Le deuxième problème entre l’Iran et le Hezbollah est lié à la Syrie. De nombreux dirigeants militaires du Hezbollah se sont plaints de voir leurs militants se transformer en «chair à canon» en Syrie, tandis que le rôle des Iraniens ne se résume qu’à commander les troupes. Cependant, la relation stratégique entre les deux entités continuera à exister, car l’un ne peut vivre sans l’autre. Il y aura peut-être moins de soutien financier, mais le Liban restera une porte d’entrée importante pour Téhéran et un poste avancé dans sa guerre indirecte et factice contre Israël.

- Vis-à-vis de l’Arabie Saoudite : pas de changement à l’horizon dans les relations entre les deux pays. Pour les Iraniens, l’objectif est de détruire le régime wahhabite, sponsor du terrorisme international, selon eux. Pour Ryad, l’Iran joue contre ses intérêts en acceptant tout des Américains. Les relations sont appelées à demeurer «tièdes» entre les deux pays. Ni guerre ni paix, mais un ascendant psychologique pour les Mollahs qui renforcent leur sécurité et qui deviennent les maîtres du golfe Persique.

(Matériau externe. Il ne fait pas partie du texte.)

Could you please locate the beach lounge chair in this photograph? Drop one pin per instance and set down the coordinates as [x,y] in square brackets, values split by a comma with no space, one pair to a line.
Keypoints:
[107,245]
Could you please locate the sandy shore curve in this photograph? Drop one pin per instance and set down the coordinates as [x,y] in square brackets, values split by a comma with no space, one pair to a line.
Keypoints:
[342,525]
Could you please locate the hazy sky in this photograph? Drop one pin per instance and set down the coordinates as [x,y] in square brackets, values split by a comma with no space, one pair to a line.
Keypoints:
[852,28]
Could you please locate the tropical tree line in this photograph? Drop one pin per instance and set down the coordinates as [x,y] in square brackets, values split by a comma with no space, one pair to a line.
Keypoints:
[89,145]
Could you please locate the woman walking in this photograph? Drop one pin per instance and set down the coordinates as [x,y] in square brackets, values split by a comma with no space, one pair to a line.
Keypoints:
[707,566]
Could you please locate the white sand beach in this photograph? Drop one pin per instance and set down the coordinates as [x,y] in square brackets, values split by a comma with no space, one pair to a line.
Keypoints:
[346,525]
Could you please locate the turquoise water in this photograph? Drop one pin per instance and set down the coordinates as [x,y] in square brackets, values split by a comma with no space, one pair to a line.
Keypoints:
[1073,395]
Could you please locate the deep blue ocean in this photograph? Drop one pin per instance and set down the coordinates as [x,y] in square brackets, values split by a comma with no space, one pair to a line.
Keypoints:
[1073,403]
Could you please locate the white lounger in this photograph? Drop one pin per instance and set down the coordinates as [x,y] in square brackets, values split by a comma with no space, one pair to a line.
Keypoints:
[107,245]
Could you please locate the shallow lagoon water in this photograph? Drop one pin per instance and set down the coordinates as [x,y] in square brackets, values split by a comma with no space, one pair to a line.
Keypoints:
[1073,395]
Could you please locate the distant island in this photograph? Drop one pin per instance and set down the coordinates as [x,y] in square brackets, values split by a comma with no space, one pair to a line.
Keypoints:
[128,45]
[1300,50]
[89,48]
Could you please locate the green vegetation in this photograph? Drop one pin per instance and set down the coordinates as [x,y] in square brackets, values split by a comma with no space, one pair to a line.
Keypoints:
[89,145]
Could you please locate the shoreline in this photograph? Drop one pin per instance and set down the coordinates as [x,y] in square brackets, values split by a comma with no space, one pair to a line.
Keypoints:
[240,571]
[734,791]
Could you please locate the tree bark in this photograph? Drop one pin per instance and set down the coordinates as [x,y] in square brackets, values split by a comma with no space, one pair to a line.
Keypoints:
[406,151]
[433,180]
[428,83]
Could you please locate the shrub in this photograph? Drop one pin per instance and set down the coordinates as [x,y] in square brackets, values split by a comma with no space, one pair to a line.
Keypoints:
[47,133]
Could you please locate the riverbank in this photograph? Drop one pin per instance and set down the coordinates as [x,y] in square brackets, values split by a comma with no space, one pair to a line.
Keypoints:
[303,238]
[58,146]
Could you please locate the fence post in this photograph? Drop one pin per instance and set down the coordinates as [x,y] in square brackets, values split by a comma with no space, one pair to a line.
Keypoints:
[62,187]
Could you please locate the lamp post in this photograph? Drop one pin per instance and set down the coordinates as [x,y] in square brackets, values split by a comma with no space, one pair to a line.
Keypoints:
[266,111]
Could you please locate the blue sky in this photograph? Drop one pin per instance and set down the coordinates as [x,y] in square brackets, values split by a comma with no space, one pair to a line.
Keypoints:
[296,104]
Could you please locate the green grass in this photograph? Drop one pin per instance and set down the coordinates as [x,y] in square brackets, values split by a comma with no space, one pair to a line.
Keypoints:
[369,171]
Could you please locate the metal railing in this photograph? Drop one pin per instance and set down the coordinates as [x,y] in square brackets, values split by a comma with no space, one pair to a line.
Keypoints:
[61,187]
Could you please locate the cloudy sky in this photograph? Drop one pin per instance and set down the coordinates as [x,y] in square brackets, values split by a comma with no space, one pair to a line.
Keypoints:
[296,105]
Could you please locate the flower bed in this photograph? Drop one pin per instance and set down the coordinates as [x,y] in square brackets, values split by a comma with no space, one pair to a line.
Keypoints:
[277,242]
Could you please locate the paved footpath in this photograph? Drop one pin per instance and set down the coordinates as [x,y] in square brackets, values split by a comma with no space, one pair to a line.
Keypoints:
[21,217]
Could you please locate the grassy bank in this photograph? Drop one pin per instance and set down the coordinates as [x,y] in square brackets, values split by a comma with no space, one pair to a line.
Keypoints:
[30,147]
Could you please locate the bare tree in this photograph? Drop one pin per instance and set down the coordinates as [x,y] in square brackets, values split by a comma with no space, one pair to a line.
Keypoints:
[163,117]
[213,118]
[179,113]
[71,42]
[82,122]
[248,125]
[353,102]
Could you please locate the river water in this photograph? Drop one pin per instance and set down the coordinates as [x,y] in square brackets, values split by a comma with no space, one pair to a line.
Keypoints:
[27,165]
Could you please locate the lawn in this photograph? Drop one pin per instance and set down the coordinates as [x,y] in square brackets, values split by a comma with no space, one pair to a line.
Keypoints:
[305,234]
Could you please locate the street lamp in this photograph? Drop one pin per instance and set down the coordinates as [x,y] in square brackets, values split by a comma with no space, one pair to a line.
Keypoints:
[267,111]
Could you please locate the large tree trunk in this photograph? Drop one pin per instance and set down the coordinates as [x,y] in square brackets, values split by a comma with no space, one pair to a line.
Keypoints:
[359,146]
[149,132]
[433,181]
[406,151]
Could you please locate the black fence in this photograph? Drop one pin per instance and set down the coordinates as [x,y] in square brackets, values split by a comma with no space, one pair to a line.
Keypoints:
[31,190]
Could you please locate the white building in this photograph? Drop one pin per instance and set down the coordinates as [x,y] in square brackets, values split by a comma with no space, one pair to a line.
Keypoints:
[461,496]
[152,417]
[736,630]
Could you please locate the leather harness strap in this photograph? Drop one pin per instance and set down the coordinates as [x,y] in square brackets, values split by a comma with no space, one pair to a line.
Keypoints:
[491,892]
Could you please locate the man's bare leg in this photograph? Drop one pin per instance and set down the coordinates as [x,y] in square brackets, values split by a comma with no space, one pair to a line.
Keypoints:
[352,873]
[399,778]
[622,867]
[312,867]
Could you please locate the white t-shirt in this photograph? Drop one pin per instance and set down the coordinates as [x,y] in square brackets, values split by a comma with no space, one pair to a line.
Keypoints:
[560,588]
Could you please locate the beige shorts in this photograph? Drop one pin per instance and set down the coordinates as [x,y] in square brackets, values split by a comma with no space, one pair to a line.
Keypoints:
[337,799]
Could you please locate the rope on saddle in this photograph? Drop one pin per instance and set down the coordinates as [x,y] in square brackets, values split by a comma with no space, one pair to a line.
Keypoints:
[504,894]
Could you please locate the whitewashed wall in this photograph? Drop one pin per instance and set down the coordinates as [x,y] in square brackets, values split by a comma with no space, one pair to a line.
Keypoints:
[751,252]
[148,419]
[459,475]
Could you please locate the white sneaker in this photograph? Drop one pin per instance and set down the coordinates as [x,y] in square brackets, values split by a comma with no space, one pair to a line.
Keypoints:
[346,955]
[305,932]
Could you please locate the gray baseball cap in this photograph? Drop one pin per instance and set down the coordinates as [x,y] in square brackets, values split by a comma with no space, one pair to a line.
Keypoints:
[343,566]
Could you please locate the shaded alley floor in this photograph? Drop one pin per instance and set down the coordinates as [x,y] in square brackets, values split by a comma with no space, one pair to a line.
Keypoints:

Pour contrebalancer cet ascendant psychologique, l’Arabie Saoudite a besoin d’une victoire éclatante au Yémen. Ce qui ne semble pas se dessiner pour le moment, renforçant davantage la position iranienne dans la région. Tel un loup dans la bergerie, le prochain président va renforcer sa coopération avec Oman où vit une majorité d’ibadites (versus chiite). Ce petit pays qui fait partie des monarchies du Golfe est considéré par Téhéran comme la meilleure porte d’entrée dans cet espace riche.

- Vis-à-vis de l’Algérie : malgré l’évolution rapide des relations internationales et l’apparition de nouveaux acteurs (Russie, Turquie…) la politique iranienne ne connaîtra pas de gros changements. Souffler sur les foyers de tension, continuer à déstabiliser certains pays pourtant éloignés de la sphère chiite (Algérie, Tunisie, Libye, Maroc, Afrique subsaharienne) et maintenir des relations tièdes avec ses voisins du Golfe, seront les principaux éléments qui caractériseront la politique iranienne pour longtemps. Pour exister, l’Iran a besoin d’instabilité et de tensions. C’est son carburant à elle pour justifier ses échecs en interne.